Sri Lanka, for instance, currently facing economic collapse because of gas and food shortages, would be able to use solar, wind and batteries super power to generate hydrogen gas from water electrolysis instead of from natural gas, which can then be used to make ammonia fertiliser for agriculture without emitting carbon dioxide. In other urban areas, this super power could be used to support vertical farming enterprises across towns and cities. Currently energy costs are the biggest barrier to vertical farming, which uses up to 90% less land and water than conventional agriculture and minimises agrochemicals and waste. Super power would eliminate this barrier and supercharge new, sustainable urban farming enterprises.
Super power would also make currently unaffordable carbon withdrawal technologies, like direct air capture, cheap for the first time. Coupled with autonomous technology, many currently expensive and difficult geoengineering methods will become feasible and commercially viable. In this way, we’ll be able to not merely offset the more difficult sets of emissions such as the 2.1% from flights or the 7% from cement – until breakthrough technologies come into play to disrupt these technologies – but start drawing-down the carbon we’ve been piling into the atmosphere over the last centuries.
Within the next two decades, the disruptions will make the entire infrastructure of fossil fuel-based energy, transport and food systems completely obsolete. That includes oil rigs, gas terminals, pipelines, and coal-fired power plants, as well as global logistics and shipping networks for fossil fuels, livestock and livestock products. Dismantling this infrastructure will create unprecedented scope for metals recycling. Steel, iron, aluminium, copper, nickel and cobalt are used extensively in the oil industry. But at this point, there will be huge and increasing amounts of these materials available for recycling and repurposing for the energy, transport and food transformation.
Once all the material flows to maintain the existing stock of a global solar, wind and battery system, we will be able to maintain and expand our new clean energy system without breaching planetary boundaries.
Over the next two decades, then, the transformation of the global production system will create unique possibilities that our ancestors could not have even dreamed of. Arbib and Seba call the era that could emerge an “age of freedom”. Freedom from the need to toil to meet our material needs; freedom from environmental destruction; freedom from conflicts over resources; freedom for the animals and whales to return and rejoice in the lands and seas; freedom to live in prosperity together, within planetary boundaries.
The new system will tend to disperse rather than consolidate power, creating new interconnected networks and nodes of people and communities who are owners and producers of electricity, transport, food, information and materials. It will involve a complete shift in the relationship between labour and capital that cannot be simplistically reduced to pre-existing economic ideologies.
The dawn of zero marginal cost information enabled by the internet, social media and smartphones has created the power to cheaply create and instantaneously distribute information directly to mass audiences. But it has emerged within the political hierarchies, ideological divisions and economic inequalities of the prevailing system – fuelling a new era of disinformation and psychological warfare.

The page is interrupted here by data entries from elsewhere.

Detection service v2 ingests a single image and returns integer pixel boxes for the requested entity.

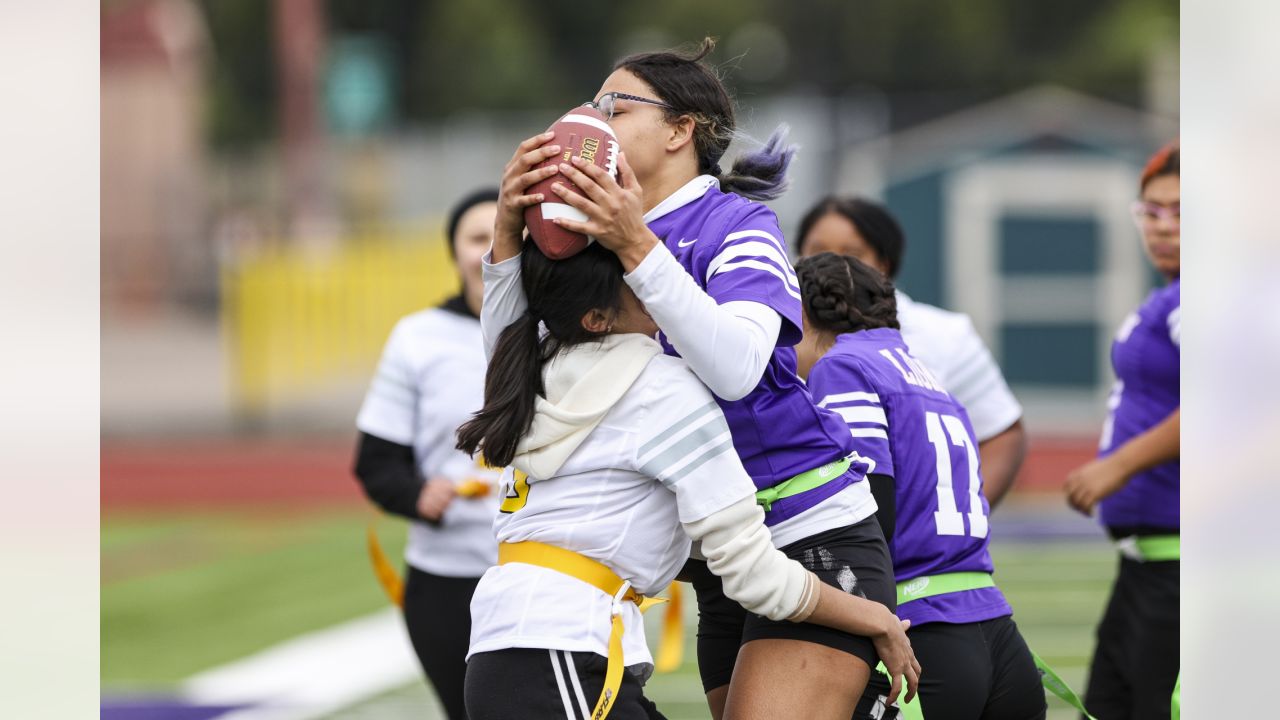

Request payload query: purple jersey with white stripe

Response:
[1098,279,1180,531]
[647,185,860,525]
[808,328,1012,626]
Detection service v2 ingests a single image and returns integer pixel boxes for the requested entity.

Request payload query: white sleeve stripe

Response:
[831,406,888,425]
[818,391,881,407]
[710,260,802,300]
[850,427,888,439]
[1167,307,1181,346]
[639,420,732,479]
[706,241,798,285]
[638,401,721,458]
[709,250,800,290]
[661,435,738,486]
[723,229,788,257]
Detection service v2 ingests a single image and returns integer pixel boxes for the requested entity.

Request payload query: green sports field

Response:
[102,499,1114,719]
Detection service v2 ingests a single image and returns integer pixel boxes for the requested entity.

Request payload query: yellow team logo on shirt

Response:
[499,469,531,514]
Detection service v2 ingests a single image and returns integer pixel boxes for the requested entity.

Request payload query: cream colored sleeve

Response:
[479,250,528,361]
[682,495,821,622]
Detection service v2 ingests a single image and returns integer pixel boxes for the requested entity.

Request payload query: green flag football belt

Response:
[894,571,1099,720]
[1116,534,1180,562]
[896,571,995,606]
[755,457,853,512]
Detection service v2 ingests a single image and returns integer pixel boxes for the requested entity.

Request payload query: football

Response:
[524,105,620,260]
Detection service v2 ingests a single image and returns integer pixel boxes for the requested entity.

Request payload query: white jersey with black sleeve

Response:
[356,307,502,577]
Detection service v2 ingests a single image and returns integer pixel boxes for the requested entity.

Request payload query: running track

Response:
[101,435,1097,511]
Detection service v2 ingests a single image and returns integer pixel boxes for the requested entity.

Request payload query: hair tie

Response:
[709,163,724,177]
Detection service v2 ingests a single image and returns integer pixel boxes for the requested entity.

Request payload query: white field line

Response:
[182,608,422,720]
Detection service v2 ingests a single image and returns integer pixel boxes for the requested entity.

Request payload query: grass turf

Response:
[102,509,403,685]
[102,508,1115,719]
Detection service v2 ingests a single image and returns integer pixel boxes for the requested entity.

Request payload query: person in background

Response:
[795,197,1027,508]
[351,188,502,720]
[1065,141,1180,720]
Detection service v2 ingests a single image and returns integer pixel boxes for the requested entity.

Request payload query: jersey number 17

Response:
[924,412,989,539]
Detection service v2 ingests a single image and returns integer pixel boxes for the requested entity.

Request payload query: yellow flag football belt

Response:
[498,541,667,720]
[365,511,683,685]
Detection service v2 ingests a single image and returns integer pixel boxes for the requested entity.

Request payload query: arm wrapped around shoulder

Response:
[683,496,821,623]
[623,243,780,401]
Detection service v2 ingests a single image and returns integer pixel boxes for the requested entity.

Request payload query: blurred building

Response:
[101,0,210,312]
[839,85,1178,432]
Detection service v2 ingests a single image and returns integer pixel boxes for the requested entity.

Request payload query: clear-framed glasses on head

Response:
[584,91,676,121]
[1131,200,1180,228]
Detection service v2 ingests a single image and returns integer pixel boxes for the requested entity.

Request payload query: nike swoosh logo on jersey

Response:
[677,237,698,247]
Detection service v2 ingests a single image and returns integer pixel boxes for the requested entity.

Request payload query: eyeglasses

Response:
[1131,200,1180,227]
[584,92,676,121]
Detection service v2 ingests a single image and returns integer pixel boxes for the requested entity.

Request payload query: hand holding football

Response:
[523,105,620,260]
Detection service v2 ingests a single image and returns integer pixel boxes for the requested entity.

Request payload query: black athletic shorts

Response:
[1083,555,1180,720]
[685,516,896,692]
[855,615,1046,720]
[741,518,896,669]
[465,648,667,720]
[681,556,748,693]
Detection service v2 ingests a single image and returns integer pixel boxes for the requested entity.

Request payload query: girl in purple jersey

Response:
[487,37,916,720]
[795,253,1045,720]
[1064,142,1181,720]
[455,241,916,720]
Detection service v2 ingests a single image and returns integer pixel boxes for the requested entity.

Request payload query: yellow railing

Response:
[221,225,459,416]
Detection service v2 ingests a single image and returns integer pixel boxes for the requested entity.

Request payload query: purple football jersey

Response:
[647,184,860,525]
[1098,279,1180,531]
[808,328,1012,626]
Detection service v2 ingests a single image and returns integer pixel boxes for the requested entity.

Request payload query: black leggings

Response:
[403,566,480,720]
[681,557,747,693]
[1084,557,1180,720]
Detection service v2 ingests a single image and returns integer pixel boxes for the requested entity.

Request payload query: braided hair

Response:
[795,252,900,335]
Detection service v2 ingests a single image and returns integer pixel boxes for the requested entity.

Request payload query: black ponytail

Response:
[455,311,547,468]
[796,252,900,335]
[456,242,626,468]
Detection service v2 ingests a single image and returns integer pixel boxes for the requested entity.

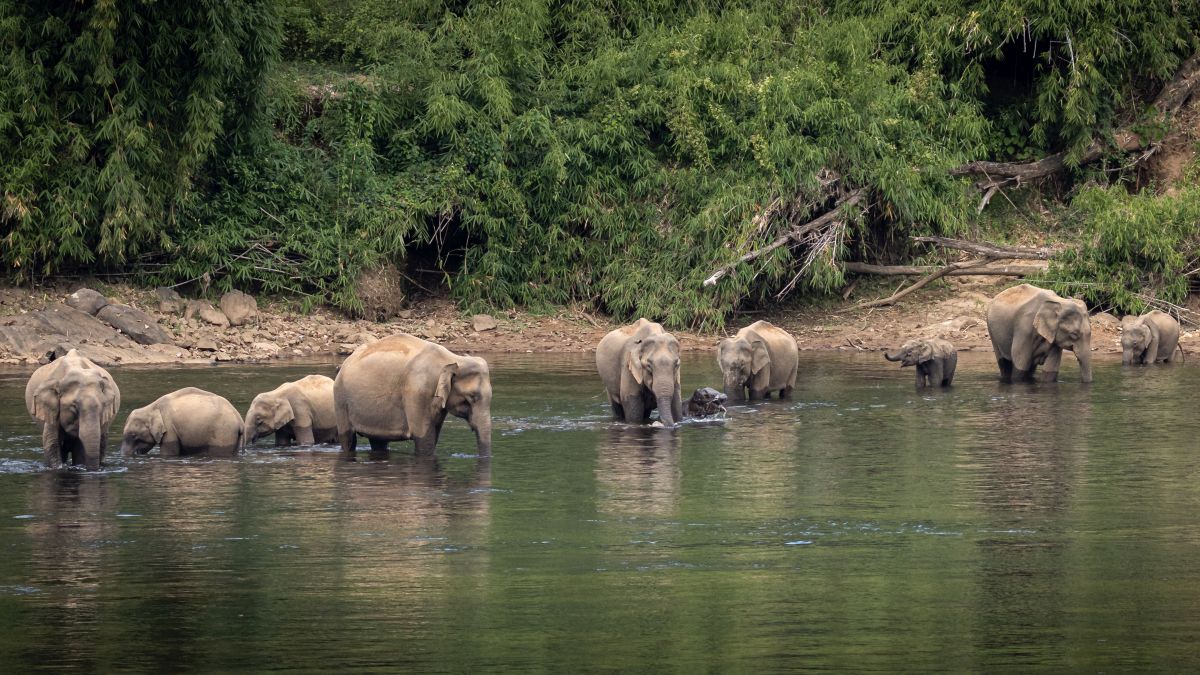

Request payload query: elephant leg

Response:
[41,425,63,469]
[293,425,316,446]
[274,429,291,447]
[1039,347,1063,383]
[610,400,625,421]
[622,394,646,424]
[368,438,389,453]
[160,434,181,458]
[927,362,944,388]
[339,427,358,454]
[997,358,1014,384]
[915,368,927,388]
[779,385,793,399]
[413,427,440,455]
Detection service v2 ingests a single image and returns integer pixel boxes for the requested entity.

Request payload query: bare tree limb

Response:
[844,261,1046,276]
[851,259,991,310]
[911,236,1051,260]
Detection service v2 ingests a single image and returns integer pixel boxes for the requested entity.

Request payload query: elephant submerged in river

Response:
[986,284,1093,383]
[335,334,493,456]
[1121,311,1182,365]
[244,375,337,446]
[25,349,121,470]
[596,318,683,426]
[884,338,957,387]
[121,388,244,457]
[717,320,798,400]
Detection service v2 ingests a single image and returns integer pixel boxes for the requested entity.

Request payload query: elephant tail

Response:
[236,424,245,454]
[1176,341,1186,363]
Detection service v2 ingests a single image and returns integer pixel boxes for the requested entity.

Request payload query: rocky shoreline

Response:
[0,278,1185,368]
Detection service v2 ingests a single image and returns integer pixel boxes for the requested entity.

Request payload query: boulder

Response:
[250,341,280,356]
[194,338,220,351]
[472,314,498,332]
[65,288,108,315]
[220,290,258,326]
[186,300,230,327]
[154,287,184,314]
[97,304,172,345]
[1092,312,1121,330]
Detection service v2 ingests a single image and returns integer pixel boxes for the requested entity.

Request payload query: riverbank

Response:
[0,278,1185,367]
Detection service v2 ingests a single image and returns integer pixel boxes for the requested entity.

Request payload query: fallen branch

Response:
[703,188,866,287]
[852,259,991,310]
[844,261,1046,276]
[911,236,1051,260]
[1134,292,1200,328]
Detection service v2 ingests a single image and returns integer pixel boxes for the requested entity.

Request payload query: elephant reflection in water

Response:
[22,472,119,664]
[595,426,681,518]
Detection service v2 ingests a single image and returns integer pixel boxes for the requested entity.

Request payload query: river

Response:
[0,352,1198,671]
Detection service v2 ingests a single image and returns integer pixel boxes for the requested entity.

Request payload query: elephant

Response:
[244,375,337,446]
[1121,311,1182,365]
[334,334,492,456]
[596,318,683,426]
[884,338,958,387]
[986,284,1093,383]
[120,388,244,457]
[716,320,799,400]
[24,349,121,470]
[685,387,728,417]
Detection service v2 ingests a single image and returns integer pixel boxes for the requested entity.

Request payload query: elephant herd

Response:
[22,283,1185,470]
[24,334,493,470]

As the volumes of information production have become vast, our ability to manage and translate this information into meaningful sense-making, knowledge and wisdom has declined. We need completely new approaches to how we organise the information sector to facilitate our civilisation’s ‘collective intelligence’.
We can see the same challenges across the other foundational sectors of civilisation. We need to start thinking, seeing and acting on the basis of interconnection, non-linearity, whole systems, complexity. We need to recognise that human systems are inherently embedded in nature and that the organisational and behavioural implications of values such as love, compassion, generosity and justice are integral to our survival and prosperity.
I cannot underscore the gravity of the moment we now find ourselves in. Everything hinges on what we choose to do in the next 10 years. What we decide today will determine the future of the human species for ever. And despite the looming risks of dystopia and collapse, the grounds for optimism have never been stronger.
Every person has a momentous role to play in turning this shift into a transformation. The evolutionary leap that is possible for humanity must be taken by each of us as individuals in our different contexts. We can become agents of transformation, revolutionising our mindsets from the old narrow, siloed ways of seeing the world, to a new whole systems lens embracing Earth-centric values, and working to distribute this new lens across the networks nearest to each of us, our family, friends, work colleagues, local institutions and beyond.
And so, each of us is faced with a choice. What do we stand for – the old, dying paradigm of extraction with its scarcity, violence and division; or the emerging paradigm of creation, freedom and superabundance? And what are we going to do about it?